Prior to the Brexit referendum, 23 ETF issuers domiciling their products in Ireland would settle their shares through CREST in the UK, however, now the UK is leaving the European Union, the European Commission has set 29 March 2021 as the final date for issuers to use the CREST model.
A number of issuers such as iShares, Invesco and Franklin Templeton have transitioned to the International Central Securities Depository (ICSD) model which has been structured by Euroclear Bank. BNY Mellon estimates over $100bn of ETF assets will move from Ireland to the Euroclear Bank in Belgium as a result of this structure change.
James McManus, head of ETF research at Nutmeg, commented: "The biggest disruption on investors’ minds was all about the settlement of Irish based ETFs in London post no-deal.
"However, this appears to have been solved as back in March when the European Commission gave Euroclear UK & Ireland (the central securities depositary for Irish based London listed ETFs) equivalence status, allowing continued settlement under a no-deal Brexit scenario until March 2021."
The benefits of using this model is a more timely settlement and a reduced incidence of settlement fails related to share transfers, relative to the domestic settlement model.
According to Ciaran Fitzpatrick, head of ETF servicing, Europe, at State Street, other benefits of the ICSD model include improved liquidity, transparency and trading volumes. It opens European ETFs to settle shares in Asia, such as Hong Kong and Singapore.

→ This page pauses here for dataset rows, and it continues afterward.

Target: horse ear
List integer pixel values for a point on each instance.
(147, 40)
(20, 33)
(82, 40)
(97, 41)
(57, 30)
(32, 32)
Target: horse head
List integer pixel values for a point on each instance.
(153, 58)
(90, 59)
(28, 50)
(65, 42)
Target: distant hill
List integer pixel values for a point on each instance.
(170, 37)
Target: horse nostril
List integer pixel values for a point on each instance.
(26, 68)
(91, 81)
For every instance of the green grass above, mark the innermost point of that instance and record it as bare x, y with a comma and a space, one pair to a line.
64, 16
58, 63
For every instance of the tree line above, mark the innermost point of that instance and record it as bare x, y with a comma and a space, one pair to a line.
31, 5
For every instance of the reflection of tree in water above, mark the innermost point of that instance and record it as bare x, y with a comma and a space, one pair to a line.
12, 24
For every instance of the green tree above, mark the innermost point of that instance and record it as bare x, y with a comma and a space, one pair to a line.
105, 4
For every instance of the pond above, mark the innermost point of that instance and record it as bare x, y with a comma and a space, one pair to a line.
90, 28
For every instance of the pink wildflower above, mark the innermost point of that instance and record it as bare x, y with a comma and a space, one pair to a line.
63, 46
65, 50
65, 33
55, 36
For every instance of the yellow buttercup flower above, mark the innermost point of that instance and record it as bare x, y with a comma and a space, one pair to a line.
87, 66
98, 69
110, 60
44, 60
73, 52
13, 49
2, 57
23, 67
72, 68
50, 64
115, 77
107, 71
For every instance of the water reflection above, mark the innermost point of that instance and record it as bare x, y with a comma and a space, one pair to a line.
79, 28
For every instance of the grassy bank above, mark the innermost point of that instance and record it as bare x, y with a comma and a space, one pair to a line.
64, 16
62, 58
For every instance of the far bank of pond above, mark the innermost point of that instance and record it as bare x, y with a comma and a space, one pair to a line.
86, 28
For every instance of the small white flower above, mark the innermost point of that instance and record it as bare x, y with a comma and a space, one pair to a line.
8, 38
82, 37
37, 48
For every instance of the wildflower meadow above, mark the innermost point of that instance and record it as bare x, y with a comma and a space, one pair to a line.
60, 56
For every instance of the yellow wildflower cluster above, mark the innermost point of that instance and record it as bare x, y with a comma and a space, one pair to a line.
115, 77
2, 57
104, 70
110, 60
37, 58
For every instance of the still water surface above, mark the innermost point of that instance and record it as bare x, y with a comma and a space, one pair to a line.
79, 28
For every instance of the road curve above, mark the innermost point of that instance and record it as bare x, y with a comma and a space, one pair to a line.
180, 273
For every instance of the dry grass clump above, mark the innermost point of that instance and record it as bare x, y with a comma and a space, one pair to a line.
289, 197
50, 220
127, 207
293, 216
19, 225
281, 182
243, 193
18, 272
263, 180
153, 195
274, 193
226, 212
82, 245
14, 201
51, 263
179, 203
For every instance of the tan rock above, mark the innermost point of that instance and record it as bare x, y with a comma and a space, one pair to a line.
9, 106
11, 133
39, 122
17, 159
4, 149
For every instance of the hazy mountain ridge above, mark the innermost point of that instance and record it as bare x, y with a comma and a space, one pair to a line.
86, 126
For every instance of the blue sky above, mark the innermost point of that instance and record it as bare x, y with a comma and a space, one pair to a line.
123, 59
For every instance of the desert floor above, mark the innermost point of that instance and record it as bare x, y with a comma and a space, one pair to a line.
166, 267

One issue of implementing these market changes by 2021 is the timeliness. Not all ETF issuers have made the transition and the project can take up to 10 months to complete.
Fitzpatrick said: “One problem is the timeline. A number of issuers have not engaged in the transition and the project takes a long time to complete with the Euroclear Bank.
“All issuers need to start transferring [models] now as it would be damaging to the whole industry if one does not complete it by the deadline.”
As the migration has been implemented as a result of Brexit, uncertainty on when the UK will leave the European Union has left some small issuers thinking Brexit might be cancelled, said Fitzpatrick.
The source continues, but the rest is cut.